In this paper, we present an improved YOLOv5 algorithm designed for the timely detection of drowning incidents in indoor swimming pools.
- (1)
Two key improvements were implemented to augment the original YOLOv5 algorithm. Firstly, the ReLU activation function in the coordinated attention (CA) module was replaced with the SiLU activation function, resulting in a refined coordinated attention module (ICA). Additionally, the PAN module was substituted with the bi-directional feature pyramid network (BiFPN).
- (2)
To evaluate the accuracy of the improved YOLOv5 algorithm, a self-made dataset was generated. Four college students simulated drowning scenarios and various water poses under drone surveillance, with relevant images extracted to form a dataset comprising 8572 images.
- (3)
The improved YOLOv5 algorithm exhibited a noteworthy 1.3% improvement in precision compared to the original YOLOv5 algorithm. It achieved a recall rate of 98.0% and mean average precision (mAP) values of 98.5% and 73.3% at 0.5 to 0.9 IOU thresholds, respectively, meeting the stringent accuracy requirements for drowning detection.

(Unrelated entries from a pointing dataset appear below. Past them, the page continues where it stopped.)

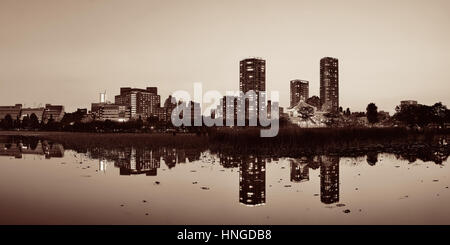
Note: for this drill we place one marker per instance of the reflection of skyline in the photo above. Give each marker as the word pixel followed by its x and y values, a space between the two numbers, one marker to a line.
pixel 329 175
pixel 17 147
pixel 299 169
pixel 329 179
pixel 252 181
pixel 252 168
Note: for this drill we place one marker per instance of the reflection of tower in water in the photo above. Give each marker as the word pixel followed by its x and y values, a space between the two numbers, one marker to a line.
pixel 140 161
pixel 252 181
pixel 299 170
pixel 329 179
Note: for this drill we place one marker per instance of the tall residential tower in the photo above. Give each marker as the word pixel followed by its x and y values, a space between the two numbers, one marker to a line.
pixel 329 84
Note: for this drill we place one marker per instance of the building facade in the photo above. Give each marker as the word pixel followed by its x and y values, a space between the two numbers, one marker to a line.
pixel 329 84
pixel 299 91
pixel 252 77
pixel 142 102
pixel 54 112
pixel 13 111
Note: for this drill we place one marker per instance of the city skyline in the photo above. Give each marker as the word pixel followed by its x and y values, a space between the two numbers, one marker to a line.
pixel 66 53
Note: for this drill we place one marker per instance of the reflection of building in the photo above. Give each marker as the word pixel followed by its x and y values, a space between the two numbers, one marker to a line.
pixel 299 170
pixel 299 91
pixel 169 106
pixel 28 112
pixel 229 109
pixel 329 179
pixel 252 181
pixel 22 146
pixel 329 84
pixel 139 161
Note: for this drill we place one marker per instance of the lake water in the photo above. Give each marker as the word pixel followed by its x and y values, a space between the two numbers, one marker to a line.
pixel 41 182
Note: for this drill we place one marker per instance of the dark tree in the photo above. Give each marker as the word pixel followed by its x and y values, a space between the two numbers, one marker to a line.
pixel 372 113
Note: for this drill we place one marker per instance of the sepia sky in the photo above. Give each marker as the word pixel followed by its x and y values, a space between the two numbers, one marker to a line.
pixel 68 51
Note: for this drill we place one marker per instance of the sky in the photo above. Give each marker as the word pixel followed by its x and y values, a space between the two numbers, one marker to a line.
pixel 68 51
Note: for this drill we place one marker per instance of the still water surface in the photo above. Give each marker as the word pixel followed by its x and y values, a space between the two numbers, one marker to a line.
pixel 43 183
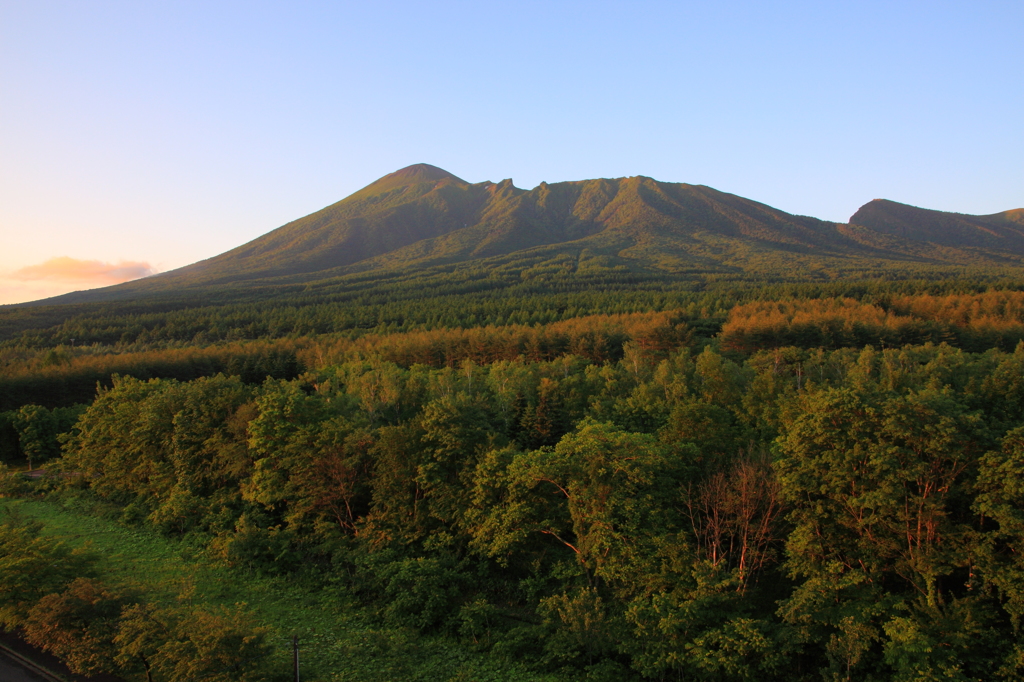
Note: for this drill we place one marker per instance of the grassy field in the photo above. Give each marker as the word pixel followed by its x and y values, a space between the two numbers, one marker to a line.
pixel 339 641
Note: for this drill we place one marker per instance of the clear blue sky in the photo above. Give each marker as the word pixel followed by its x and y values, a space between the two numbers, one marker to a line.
pixel 163 133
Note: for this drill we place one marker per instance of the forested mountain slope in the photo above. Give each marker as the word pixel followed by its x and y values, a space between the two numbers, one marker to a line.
pixel 423 217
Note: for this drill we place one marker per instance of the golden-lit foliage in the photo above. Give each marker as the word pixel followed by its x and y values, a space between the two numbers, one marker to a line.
pixel 974 322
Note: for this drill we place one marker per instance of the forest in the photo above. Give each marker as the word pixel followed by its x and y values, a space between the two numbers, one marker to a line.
pixel 775 482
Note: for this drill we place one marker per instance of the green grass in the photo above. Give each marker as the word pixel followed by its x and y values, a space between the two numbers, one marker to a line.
pixel 339 640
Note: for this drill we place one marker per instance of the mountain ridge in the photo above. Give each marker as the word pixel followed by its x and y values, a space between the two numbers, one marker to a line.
pixel 422 216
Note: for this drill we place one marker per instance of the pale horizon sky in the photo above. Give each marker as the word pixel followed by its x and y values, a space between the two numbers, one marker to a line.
pixel 138 137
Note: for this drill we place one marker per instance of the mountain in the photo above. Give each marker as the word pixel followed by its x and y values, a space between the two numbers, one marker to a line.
pixel 1001 231
pixel 424 217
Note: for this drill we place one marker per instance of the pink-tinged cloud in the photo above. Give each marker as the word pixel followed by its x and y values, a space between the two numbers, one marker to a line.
pixel 95 272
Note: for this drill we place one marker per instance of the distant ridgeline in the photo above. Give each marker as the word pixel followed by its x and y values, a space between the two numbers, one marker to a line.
pixel 615 429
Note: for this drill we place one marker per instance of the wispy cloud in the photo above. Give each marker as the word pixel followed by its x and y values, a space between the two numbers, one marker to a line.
pixel 95 272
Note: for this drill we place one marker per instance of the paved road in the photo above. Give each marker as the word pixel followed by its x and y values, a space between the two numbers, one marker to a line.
pixel 11 672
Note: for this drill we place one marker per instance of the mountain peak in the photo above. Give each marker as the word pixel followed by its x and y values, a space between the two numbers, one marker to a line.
pixel 418 173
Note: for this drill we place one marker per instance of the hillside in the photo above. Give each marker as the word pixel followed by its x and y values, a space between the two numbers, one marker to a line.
pixel 998 231
pixel 422 217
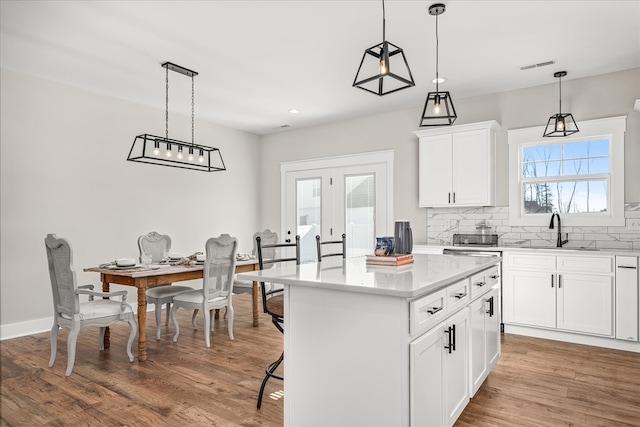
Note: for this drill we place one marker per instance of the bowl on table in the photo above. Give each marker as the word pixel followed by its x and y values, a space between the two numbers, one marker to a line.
pixel 125 262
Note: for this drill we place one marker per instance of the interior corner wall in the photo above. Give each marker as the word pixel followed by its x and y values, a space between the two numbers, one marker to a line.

Consequently, the use of a self-made dataset in conjunction with the improved YOLOv5 algorithm for drowning recognition proves to be a viable approach. Moreover, the effect of accurately detecting individuals drowning on the water surface is satisfactory. And the model’s capability to accurately detect individuals drowning on the water surface, with a precision of 98.1%, underscores its high value in drowning detection and rescue operations.